Sono una persona orribile /37

Entrando al supermercato ho incrociato un uomo in sedia a rotelle con un bambino a fianco, che stavano uscendo. Il bambino mangiava il gelato mentre camminava, e il signore sulla sedia a rotelle faceva girare le ruote con le mani, mentre sulle gambe teneva tutta la spesa. Mi è sembrata una soluzione intelligente.

13 pensieri su “Sono una persona orribile /37

  1. Certo più comodo di un carrello, così hai tutte e due le mani libere e puoi gustarti il gelato in santa pace!
    (quando sei una persona orribile mi piaci di più, il che fa di me, in effetti, una persona almeno parimenti orribile)

  2. Mi sembra un comportamento un po’ egoista. Cioé, poteva mettere la spesa nelle borsine e appenderle dietro, alle maniglie, così il bambino poteva sedersi in braccio e godersi il gelato in pace.

  3. Ancora più intelligente se la spesa fosse pure stata sulle gambe del signore sulla sedia a rotelle, ma almeno l’avesse spinto il bambino.

  4. Gelato in coppetta o cono: fare riferimento a umanitario commento di MaiMaturo.

    Gelato in cono: considerare opzione alternativa: il bambino da bravo boy scout vuole comunque spingere la carrozzina, mettendo la spesa nello zaino in spalla (zaino modello Cervino, capacità 50 litri). Il vecchietto da bravo vecchietto insiste perché il bambino si gusti il gelato. Il bambino spinge la carrozzina con una sola mano, lappando con l’altra. Complice la forza zavorrante e destabilizzante dello zaino Cervino, la spinta asimmetrica imprime alla traiettoria della carrozzina una traiettoria curvilinea in uscita dal supermercato. Nel 50% dei casi il trinomio biomeccanico entra in contatto nella sezione “rotule senili” con una parete dell’edificio supermercato, incagliandosi.
    Nel 50% dei casi l’orbita ellittica conduce la carrozzina sulla carreggiata, dove avviene un impatto frontale con un veicolo in corsa.

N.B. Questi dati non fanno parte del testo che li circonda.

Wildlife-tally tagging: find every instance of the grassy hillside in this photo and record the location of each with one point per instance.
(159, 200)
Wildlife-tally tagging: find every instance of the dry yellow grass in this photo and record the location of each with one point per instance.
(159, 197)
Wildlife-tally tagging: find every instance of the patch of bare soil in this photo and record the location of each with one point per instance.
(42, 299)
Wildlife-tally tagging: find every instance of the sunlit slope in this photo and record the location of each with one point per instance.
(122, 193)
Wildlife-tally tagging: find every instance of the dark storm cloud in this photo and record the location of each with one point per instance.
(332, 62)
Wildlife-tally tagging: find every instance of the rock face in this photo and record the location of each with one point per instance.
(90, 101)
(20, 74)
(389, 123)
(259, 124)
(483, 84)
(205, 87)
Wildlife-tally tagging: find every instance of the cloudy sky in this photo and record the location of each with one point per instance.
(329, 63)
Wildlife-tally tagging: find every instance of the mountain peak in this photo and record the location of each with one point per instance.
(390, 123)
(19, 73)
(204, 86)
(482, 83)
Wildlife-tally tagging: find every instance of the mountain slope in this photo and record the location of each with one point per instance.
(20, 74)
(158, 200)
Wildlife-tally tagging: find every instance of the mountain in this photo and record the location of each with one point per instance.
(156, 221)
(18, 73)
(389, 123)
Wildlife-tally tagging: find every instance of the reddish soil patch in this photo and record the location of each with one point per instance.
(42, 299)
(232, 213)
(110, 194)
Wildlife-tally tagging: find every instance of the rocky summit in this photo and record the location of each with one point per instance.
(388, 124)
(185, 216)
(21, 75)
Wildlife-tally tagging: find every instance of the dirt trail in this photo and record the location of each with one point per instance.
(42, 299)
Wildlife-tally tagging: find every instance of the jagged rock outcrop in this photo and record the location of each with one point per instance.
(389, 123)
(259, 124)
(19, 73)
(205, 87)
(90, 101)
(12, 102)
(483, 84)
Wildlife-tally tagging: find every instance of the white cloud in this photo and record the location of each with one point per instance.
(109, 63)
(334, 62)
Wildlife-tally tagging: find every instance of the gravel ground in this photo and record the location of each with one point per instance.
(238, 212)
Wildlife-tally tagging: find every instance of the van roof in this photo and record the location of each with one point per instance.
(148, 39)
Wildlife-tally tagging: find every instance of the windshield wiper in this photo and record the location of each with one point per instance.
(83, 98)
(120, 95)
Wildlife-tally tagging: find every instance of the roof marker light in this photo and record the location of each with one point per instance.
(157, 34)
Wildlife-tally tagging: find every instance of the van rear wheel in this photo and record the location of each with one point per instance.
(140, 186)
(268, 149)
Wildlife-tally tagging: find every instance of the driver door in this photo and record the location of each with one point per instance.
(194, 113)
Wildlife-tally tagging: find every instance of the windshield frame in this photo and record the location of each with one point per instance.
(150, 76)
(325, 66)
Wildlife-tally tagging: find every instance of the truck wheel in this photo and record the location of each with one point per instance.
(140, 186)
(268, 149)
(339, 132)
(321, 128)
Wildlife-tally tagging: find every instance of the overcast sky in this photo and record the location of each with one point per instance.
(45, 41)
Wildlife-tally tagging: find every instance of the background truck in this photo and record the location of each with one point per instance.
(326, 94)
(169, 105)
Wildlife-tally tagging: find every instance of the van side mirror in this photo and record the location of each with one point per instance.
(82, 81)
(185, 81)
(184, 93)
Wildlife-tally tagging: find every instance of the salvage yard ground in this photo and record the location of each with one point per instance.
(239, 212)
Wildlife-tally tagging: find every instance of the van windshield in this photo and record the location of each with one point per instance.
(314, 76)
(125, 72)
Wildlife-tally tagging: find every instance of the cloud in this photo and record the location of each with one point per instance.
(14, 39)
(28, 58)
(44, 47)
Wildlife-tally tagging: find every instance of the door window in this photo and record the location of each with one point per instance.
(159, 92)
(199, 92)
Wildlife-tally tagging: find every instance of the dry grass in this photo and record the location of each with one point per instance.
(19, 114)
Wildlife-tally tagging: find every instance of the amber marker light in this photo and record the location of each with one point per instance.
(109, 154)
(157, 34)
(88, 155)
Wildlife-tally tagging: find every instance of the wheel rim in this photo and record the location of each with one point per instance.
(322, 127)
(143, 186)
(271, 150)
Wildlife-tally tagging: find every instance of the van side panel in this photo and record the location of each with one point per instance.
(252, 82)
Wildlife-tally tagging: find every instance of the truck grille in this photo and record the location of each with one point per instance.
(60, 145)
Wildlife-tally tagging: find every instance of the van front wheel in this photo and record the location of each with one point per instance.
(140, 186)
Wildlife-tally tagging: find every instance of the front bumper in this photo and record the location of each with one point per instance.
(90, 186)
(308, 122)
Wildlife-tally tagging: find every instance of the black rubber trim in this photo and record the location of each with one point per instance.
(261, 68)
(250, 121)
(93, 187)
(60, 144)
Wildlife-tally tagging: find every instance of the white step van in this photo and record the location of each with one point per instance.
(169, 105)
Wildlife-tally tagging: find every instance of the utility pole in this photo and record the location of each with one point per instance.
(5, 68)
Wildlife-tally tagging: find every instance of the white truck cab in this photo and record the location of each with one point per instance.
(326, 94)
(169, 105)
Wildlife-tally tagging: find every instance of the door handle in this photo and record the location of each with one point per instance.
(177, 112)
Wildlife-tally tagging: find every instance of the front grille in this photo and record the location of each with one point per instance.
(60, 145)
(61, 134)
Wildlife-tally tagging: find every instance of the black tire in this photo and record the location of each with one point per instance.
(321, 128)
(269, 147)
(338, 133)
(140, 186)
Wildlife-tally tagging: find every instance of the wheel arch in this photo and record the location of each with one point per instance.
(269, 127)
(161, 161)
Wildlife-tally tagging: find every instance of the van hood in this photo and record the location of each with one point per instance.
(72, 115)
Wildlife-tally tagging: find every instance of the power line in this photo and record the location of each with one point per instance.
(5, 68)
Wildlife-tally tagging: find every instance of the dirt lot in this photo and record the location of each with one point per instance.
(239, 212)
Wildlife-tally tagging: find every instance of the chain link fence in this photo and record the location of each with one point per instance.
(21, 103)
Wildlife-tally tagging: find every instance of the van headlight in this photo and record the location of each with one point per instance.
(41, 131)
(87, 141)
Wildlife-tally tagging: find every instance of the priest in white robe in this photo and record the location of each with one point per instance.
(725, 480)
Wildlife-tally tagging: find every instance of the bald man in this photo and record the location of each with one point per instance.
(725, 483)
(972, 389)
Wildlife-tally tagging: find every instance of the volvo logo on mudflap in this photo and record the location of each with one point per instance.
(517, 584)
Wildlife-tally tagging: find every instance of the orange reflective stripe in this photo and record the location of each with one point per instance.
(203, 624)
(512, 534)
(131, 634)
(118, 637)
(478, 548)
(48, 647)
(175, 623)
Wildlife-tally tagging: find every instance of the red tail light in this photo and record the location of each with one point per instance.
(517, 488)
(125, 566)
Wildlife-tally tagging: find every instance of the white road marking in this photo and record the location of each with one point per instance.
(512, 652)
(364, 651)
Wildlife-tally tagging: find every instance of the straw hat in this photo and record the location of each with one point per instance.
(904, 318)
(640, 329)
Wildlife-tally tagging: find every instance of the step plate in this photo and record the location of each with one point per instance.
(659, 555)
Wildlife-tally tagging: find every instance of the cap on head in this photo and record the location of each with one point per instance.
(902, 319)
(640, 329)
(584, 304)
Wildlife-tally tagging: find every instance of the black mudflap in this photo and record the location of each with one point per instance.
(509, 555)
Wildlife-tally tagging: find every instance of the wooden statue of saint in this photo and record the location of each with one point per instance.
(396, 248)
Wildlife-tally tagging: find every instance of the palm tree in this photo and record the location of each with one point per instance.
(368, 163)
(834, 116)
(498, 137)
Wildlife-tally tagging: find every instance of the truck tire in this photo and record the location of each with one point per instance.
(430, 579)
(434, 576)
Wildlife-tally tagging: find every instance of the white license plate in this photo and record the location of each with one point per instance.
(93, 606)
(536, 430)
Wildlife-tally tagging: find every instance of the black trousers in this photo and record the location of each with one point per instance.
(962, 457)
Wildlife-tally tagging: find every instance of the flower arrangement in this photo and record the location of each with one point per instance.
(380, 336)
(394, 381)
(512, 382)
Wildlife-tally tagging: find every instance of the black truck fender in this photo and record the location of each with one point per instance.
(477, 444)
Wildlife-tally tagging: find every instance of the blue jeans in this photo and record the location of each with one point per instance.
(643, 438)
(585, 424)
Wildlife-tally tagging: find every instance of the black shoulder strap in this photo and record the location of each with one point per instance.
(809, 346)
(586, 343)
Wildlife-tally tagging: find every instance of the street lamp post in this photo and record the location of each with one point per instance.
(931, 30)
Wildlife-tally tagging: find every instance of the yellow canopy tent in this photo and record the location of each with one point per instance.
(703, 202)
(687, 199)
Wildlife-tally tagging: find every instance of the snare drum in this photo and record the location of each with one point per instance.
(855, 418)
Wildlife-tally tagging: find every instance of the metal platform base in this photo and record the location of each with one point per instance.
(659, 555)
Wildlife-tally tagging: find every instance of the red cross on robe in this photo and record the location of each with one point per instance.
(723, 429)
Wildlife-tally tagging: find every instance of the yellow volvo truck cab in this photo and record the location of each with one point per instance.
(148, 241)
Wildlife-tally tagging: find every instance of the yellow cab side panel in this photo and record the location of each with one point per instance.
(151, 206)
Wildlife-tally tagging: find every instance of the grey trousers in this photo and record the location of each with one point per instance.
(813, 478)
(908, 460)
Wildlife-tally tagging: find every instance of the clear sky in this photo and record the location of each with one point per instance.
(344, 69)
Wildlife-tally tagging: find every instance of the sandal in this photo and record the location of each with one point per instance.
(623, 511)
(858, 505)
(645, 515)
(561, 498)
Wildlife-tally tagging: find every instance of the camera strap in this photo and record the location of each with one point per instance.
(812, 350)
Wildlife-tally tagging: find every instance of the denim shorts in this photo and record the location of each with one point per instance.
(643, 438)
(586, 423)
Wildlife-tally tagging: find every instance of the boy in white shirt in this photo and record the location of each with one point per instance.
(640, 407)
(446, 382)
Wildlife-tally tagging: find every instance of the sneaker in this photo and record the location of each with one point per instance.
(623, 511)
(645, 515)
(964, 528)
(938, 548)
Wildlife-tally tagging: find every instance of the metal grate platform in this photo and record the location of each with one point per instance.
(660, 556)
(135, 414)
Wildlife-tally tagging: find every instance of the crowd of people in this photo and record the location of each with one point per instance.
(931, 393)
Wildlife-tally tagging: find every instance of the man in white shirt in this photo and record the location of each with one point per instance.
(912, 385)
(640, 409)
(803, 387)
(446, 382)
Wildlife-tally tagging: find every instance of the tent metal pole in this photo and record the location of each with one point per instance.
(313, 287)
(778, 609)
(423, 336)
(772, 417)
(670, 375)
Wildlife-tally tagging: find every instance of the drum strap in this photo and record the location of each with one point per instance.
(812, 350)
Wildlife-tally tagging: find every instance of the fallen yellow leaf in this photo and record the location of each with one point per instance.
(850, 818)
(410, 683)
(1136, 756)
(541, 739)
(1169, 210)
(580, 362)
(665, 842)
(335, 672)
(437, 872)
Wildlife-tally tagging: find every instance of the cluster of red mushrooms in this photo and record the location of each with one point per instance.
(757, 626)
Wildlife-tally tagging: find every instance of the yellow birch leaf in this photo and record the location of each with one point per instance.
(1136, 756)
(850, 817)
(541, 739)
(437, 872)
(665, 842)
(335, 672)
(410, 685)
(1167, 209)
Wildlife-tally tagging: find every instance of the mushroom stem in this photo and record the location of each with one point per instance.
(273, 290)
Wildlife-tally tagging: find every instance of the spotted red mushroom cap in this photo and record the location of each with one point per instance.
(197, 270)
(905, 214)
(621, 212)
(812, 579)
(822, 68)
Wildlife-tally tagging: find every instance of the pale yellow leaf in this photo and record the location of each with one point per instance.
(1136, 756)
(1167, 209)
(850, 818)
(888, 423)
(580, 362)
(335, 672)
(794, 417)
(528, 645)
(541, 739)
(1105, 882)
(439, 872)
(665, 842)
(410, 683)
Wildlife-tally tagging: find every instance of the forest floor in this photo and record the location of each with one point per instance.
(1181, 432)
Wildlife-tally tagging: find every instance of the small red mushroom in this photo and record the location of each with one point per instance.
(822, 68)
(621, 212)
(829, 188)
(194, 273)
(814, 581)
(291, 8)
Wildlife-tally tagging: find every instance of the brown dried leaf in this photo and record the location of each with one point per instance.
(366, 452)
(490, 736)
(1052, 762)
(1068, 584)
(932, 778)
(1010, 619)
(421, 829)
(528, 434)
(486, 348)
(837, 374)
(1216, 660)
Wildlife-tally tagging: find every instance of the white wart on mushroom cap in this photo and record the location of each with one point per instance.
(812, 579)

    A volte non è l’estetica dei buoni propositi, ma l’orrore dell’animo umano a permetterci di continuare a vivere (almeno nel 25% dei casi, perché cono o coppetta non è una domanda innocua).

  5. @kisciotte
    mi arrendo…facciamo che vado al supermercato, porto le borsine, spingo la carrozzella e compro un gelato anche all’uomo sulla sedia a rotelle.
    Anzi, se devo comprarvi qualcosa, ditemelo.

  6. @MaiMaturo: hahahahaha io come prima opzione avrei scelto la tua, visto che mi permetteva di scegliere indifferentemente cono o coppetta e la mia si attivava soltanto in caso di scelta obbligata.
    Ma alla luce dei recenti sviluppi, perché accontentarsi?
    Se non ricordo male, sulla via di casa del nonnetto, c’è una gelateria artigianale, e mi compri una vaschetta da chilo pistacchio, bacio e vaniglia, come gusto jolly se uno dei tre non ce l’hanno, prendi stracciatella. Poi ti do i soldi, grazie! 😉

  7. Al supermercato c’era una tipa sulla sedia a ruote che non riusciva a sfilare davanti al bancone della carne per via di un carrello pieno di scatole di cartone, allora gliel’ho spostato e lei m’ha detto “grazie”.
    Alla cassa me la sono ritrovata davanti così le ho chiesto se mi faceva passare perché avevo i cornetti al croccantino che si squagliavano.
    mi hanno picchiato con il finish in offerta, quello da 50 pasticche.

  8. Ovviamente il signore in carrozzella non avrebbe potuto mangiarsi il gelato anche lui perchè chissà che mani luride aveva mentre faceva girare le ruote sul marciapiede dove tutti pestano, quindi hai ragione, era la soluzione più intelligente.